Gepubliceerd op dinsdag 9 juli 2024
IEF 22123
||
27 jun 1986
27 jun 1986, IEF 22123; ECLI:NL:HR:1986:AD7158 (Decca tegen Holland Nautic), https://delex.nl/artikelen/ie-klassieker-hr-decca-holland-nautic

IE-klassieker: HR Decca/Holland Nautic

HR 27 juni 1986, IEF 22123; ECLI:NL:HR:1986:AD7158 (Holland Nautic/Decca) [IEF 19198].
Onderwerp:
Onrechtmatige mededinging, quasi- octrooirecht.

Feiten:
Decca heeft een radio-navigatiesysteem ontwikkeld, dit systeem is niet beschermd door een IE-recht.
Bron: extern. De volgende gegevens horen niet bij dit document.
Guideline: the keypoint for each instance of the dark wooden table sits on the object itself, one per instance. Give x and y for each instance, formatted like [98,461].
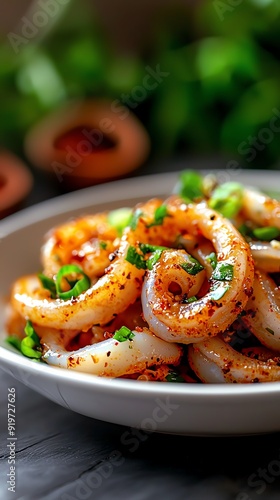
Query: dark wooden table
[61,455]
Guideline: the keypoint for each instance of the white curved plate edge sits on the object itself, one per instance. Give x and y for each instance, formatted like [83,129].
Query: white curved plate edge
[168,408]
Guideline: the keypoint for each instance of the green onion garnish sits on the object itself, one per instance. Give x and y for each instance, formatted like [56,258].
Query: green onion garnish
[217,291]
[14,340]
[123,334]
[152,260]
[120,218]
[212,259]
[147,248]
[191,185]
[135,218]
[72,276]
[227,199]
[135,258]
[267,233]
[192,266]
[48,284]
[29,346]
[159,215]
[223,272]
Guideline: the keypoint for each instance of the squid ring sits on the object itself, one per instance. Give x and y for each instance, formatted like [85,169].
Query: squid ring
[110,295]
[218,308]
[111,358]
[263,311]
[215,361]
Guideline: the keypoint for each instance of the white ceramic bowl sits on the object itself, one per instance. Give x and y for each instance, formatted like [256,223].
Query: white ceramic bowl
[186,409]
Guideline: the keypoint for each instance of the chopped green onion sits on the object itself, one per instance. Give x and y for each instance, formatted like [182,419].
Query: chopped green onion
[267,233]
[218,291]
[120,218]
[135,218]
[174,377]
[212,259]
[147,248]
[30,345]
[192,266]
[191,299]
[27,348]
[30,332]
[245,230]
[227,199]
[152,260]
[48,284]
[14,340]
[135,258]
[75,278]
[159,215]
[191,185]
[223,272]
[123,334]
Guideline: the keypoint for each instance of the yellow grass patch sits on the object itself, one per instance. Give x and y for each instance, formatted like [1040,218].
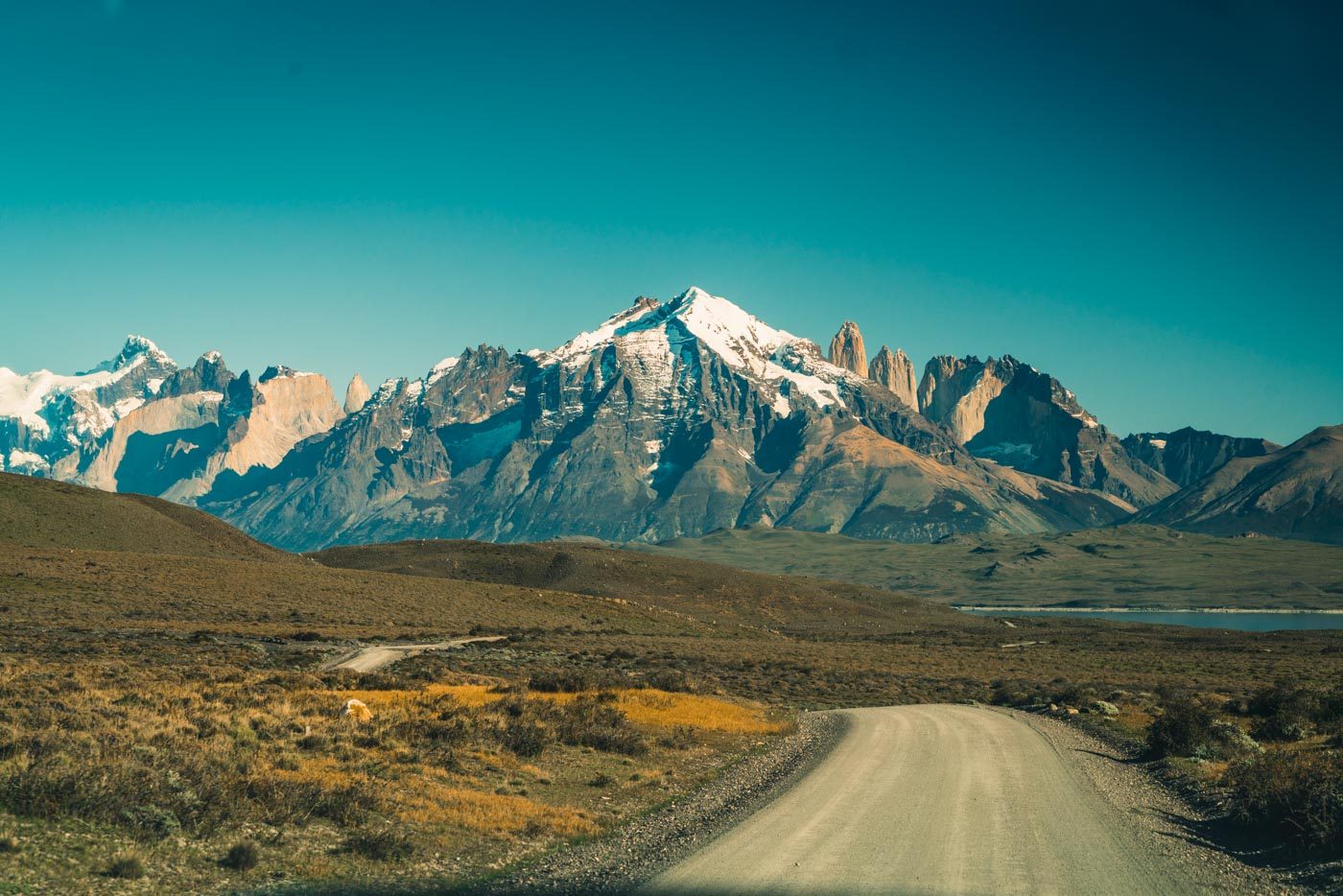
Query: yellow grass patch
[644,707]
[430,802]
[667,710]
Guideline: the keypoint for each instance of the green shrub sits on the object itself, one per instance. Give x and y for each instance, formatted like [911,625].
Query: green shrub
[244,856]
[588,721]
[524,737]
[1284,712]
[1299,794]
[672,680]
[1185,728]
[127,866]
[385,844]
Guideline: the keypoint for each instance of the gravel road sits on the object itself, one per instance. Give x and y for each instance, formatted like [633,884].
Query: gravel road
[910,799]
[950,799]
[378,656]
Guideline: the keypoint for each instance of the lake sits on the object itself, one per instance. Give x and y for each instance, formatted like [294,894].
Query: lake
[1268,621]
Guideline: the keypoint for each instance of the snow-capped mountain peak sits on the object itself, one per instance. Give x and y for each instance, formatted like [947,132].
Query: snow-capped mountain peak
[134,351]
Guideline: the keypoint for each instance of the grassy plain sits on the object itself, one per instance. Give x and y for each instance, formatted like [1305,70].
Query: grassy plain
[1130,566]
[161,694]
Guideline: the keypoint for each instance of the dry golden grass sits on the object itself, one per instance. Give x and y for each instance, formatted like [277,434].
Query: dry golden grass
[665,710]
[191,754]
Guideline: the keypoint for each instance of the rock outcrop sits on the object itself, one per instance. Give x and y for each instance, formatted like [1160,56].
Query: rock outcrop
[138,423]
[1188,456]
[356,393]
[846,349]
[1292,493]
[1010,413]
[896,372]
[47,418]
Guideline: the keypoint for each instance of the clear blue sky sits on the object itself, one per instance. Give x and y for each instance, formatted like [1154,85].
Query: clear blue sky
[1142,199]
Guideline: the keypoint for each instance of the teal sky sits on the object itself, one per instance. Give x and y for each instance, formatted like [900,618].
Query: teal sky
[1142,199]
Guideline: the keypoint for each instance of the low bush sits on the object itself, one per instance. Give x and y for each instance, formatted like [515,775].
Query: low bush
[1185,728]
[1284,712]
[672,680]
[127,866]
[524,737]
[383,844]
[1299,794]
[244,856]
[590,721]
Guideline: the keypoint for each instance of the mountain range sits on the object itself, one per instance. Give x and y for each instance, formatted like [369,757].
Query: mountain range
[669,419]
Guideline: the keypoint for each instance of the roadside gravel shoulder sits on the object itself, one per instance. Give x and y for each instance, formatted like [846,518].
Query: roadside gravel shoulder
[1157,815]
[624,859]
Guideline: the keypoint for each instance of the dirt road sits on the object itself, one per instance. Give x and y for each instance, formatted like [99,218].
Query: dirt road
[378,656]
[932,799]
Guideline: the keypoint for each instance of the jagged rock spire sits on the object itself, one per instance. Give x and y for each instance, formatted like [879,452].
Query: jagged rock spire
[896,372]
[356,393]
[846,349]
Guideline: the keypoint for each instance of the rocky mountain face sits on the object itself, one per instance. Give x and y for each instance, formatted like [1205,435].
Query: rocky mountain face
[896,372]
[1010,413]
[138,423]
[668,419]
[846,349]
[1295,492]
[1188,456]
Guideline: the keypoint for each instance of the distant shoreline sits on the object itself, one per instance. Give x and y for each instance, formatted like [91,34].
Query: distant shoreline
[1260,610]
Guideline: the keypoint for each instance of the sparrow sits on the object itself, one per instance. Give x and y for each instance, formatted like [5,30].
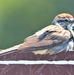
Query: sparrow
[52,39]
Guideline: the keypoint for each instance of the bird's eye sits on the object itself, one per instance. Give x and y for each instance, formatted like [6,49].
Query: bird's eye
[62,21]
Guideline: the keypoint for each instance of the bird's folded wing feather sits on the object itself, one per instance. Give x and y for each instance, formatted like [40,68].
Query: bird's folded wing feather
[51,36]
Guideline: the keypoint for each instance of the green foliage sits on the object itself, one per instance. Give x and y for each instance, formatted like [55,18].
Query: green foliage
[21,18]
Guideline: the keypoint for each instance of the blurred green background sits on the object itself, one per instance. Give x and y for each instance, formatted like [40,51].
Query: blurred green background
[22,18]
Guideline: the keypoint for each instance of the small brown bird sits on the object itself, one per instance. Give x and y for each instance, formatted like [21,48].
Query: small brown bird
[52,39]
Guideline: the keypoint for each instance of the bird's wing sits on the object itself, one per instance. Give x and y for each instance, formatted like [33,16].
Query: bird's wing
[46,38]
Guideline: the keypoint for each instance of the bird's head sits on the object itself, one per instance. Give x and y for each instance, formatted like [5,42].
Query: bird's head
[65,20]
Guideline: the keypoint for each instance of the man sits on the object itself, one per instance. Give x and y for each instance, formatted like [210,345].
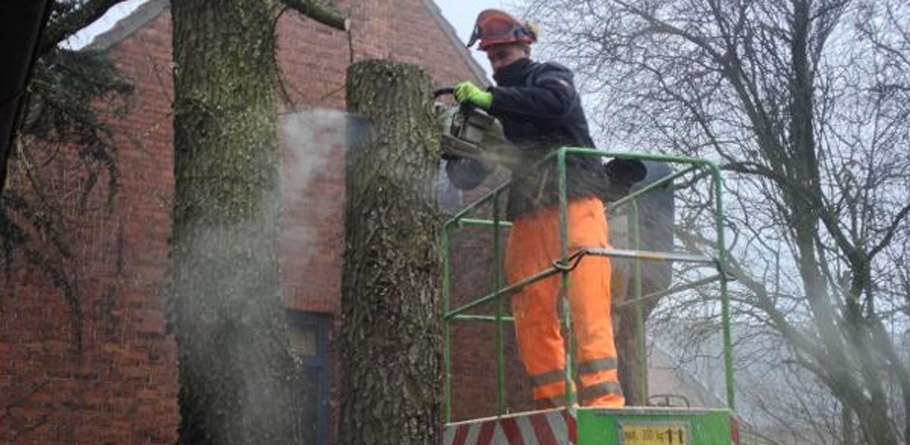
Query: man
[540,110]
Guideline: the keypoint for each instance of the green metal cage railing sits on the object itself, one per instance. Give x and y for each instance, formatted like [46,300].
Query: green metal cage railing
[565,264]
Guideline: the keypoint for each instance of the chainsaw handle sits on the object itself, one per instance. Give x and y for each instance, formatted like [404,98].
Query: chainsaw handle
[443,92]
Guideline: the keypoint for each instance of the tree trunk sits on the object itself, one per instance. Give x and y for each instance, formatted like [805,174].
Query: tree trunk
[238,381]
[392,326]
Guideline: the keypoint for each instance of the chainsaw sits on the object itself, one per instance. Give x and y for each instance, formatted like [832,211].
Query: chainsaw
[469,132]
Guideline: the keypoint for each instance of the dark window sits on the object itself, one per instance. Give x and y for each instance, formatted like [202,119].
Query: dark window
[309,341]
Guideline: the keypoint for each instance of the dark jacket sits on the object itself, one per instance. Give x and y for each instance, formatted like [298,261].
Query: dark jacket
[540,110]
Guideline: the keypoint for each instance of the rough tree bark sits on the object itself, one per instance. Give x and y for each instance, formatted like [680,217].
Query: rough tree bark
[238,380]
[391,331]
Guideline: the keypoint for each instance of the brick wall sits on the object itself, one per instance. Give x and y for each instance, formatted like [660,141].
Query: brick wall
[120,386]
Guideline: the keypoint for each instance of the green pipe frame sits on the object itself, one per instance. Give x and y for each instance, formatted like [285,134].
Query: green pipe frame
[563,266]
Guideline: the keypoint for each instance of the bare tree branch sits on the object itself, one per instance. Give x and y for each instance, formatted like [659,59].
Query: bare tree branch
[319,12]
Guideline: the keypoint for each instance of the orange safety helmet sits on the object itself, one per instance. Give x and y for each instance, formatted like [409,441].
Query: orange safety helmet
[495,27]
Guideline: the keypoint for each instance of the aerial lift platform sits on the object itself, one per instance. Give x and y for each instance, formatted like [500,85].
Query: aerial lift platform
[630,425]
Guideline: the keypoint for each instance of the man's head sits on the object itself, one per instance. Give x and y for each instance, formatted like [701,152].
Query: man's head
[504,38]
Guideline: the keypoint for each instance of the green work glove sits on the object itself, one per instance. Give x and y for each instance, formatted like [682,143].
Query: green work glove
[468,92]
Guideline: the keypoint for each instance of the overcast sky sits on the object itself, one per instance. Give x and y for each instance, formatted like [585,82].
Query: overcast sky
[460,13]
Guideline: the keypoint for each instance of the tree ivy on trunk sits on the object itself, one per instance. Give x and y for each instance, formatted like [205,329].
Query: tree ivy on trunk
[392,330]
[238,380]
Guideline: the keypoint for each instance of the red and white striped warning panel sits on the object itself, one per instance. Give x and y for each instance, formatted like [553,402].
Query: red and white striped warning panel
[550,427]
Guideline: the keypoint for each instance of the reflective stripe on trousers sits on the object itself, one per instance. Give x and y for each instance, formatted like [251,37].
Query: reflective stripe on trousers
[533,246]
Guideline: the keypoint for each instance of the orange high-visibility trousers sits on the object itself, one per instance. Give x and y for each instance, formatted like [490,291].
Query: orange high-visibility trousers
[532,247]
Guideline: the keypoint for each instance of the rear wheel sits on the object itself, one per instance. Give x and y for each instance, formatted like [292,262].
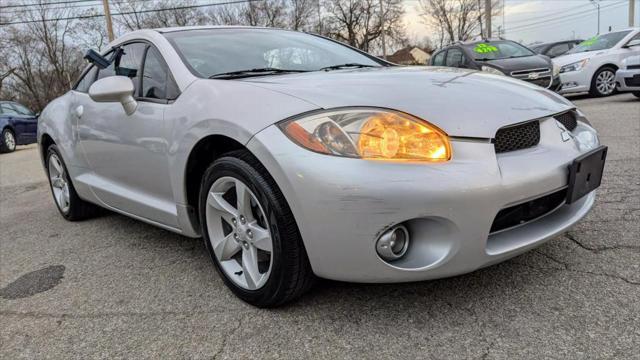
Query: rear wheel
[250,232]
[8,141]
[67,201]
[603,82]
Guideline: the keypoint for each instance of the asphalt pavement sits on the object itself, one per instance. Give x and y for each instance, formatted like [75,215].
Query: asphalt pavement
[113,287]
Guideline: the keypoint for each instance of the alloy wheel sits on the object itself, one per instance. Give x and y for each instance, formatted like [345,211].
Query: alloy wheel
[605,82]
[9,140]
[239,233]
[59,184]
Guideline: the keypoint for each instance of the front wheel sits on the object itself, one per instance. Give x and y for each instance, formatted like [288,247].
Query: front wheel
[8,141]
[250,232]
[603,82]
[70,205]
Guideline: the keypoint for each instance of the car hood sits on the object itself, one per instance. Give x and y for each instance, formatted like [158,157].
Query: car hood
[461,102]
[571,58]
[519,64]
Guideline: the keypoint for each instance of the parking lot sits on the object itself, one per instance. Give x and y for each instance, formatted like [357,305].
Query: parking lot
[114,287]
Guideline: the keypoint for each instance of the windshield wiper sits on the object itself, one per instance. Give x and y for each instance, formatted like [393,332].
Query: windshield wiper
[344,66]
[253,72]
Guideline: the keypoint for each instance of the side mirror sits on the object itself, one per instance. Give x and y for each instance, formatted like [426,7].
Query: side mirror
[631,43]
[115,89]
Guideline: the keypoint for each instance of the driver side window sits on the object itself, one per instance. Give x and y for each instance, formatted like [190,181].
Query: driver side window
[127,64]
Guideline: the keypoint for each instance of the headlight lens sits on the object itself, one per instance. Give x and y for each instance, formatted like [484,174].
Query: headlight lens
[576,66]
[491,70]
[372,134]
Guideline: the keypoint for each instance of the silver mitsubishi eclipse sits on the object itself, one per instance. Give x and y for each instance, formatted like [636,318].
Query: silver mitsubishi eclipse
[296,157]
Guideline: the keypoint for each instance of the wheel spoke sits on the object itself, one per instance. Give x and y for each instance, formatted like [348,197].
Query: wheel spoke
[219,203]
[250,267]
[244,199]
[226,248]
[261,237]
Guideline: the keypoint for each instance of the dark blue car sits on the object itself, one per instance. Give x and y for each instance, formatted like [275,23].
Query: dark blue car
[19,126]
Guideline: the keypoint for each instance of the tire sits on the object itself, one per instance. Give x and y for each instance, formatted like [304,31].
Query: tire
[70,206]
[8,141]
[288,273]
[608,75]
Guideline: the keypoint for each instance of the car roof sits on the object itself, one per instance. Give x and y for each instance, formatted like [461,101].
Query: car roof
[205,27]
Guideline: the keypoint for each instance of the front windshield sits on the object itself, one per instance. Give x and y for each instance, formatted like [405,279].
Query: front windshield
[600,42]
[217,51]
[494,50]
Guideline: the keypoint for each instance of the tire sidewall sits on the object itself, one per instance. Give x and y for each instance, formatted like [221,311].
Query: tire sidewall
[53,150]
[239,169]
[5,146]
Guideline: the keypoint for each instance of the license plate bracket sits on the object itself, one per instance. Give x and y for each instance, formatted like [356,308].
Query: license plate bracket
[585,173]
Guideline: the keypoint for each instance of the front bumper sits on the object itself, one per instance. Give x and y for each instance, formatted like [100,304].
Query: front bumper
[575,82]
[343,205]
[626,81]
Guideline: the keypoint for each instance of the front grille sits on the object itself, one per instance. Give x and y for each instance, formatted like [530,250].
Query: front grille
[528,211]
[517,137]
[567,119]
[545,82]
[541,76]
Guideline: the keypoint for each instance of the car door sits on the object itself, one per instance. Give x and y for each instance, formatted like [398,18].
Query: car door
[28,123]
[127,154]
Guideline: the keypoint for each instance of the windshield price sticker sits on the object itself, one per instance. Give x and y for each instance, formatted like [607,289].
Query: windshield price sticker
[485,48]
[590,42]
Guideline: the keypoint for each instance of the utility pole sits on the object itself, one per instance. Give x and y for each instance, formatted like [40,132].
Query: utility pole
[382,35]
[487,14]
[319,18]
[107,15]
[597,5]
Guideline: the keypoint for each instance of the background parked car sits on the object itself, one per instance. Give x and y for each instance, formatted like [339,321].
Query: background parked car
[554,49]
[19,126]
[628,76]
[591,66]
[501,57]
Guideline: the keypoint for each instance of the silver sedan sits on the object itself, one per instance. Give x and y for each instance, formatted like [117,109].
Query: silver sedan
[295,157]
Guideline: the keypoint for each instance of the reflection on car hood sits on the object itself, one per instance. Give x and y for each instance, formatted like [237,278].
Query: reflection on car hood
[461,102]
[571,58]
[520,63]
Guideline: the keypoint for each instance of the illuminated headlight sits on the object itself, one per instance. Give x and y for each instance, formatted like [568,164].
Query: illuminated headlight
[373,134]
[576,66]
[491,70]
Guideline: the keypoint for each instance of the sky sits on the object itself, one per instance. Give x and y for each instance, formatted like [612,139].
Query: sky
[529,21]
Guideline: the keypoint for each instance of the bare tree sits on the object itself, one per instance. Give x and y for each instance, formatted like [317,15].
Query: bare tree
[358,22]
[455,19]
[40,56]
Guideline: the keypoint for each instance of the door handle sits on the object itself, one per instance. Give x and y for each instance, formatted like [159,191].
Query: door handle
[78,111]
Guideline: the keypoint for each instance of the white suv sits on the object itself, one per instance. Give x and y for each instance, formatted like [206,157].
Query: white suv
[591,66]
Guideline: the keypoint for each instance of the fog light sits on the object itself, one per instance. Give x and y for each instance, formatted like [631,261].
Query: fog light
[393,244]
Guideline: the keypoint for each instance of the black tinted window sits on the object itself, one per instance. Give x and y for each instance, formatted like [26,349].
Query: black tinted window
[438,59]
[454,58]
[156,76]
[127,64]
[86,81]
[22,110]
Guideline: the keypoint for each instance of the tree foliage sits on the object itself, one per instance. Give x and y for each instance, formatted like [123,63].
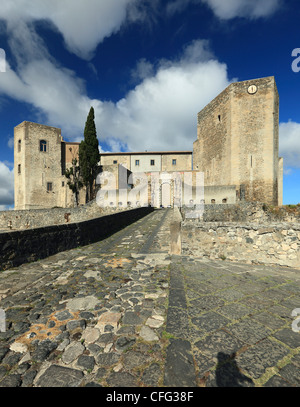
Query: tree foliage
[74,180]
[89,155]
Holland Nautic importeert en verkoopt ontvangers voor dit systeem.

Rechtsregel (rechtsoverweging 4.2):
Het enkel profiteren van het bestaan van een ander product is op zichzelf niet onrechtmatig, ook niet als de andere partij daarvan nadeel ondervindt. In bijzondere omstandigheden kan dit anders zijn. Een terughoudende toets is vereist, omdat anders een quasi-octrooirecht tot stand komt.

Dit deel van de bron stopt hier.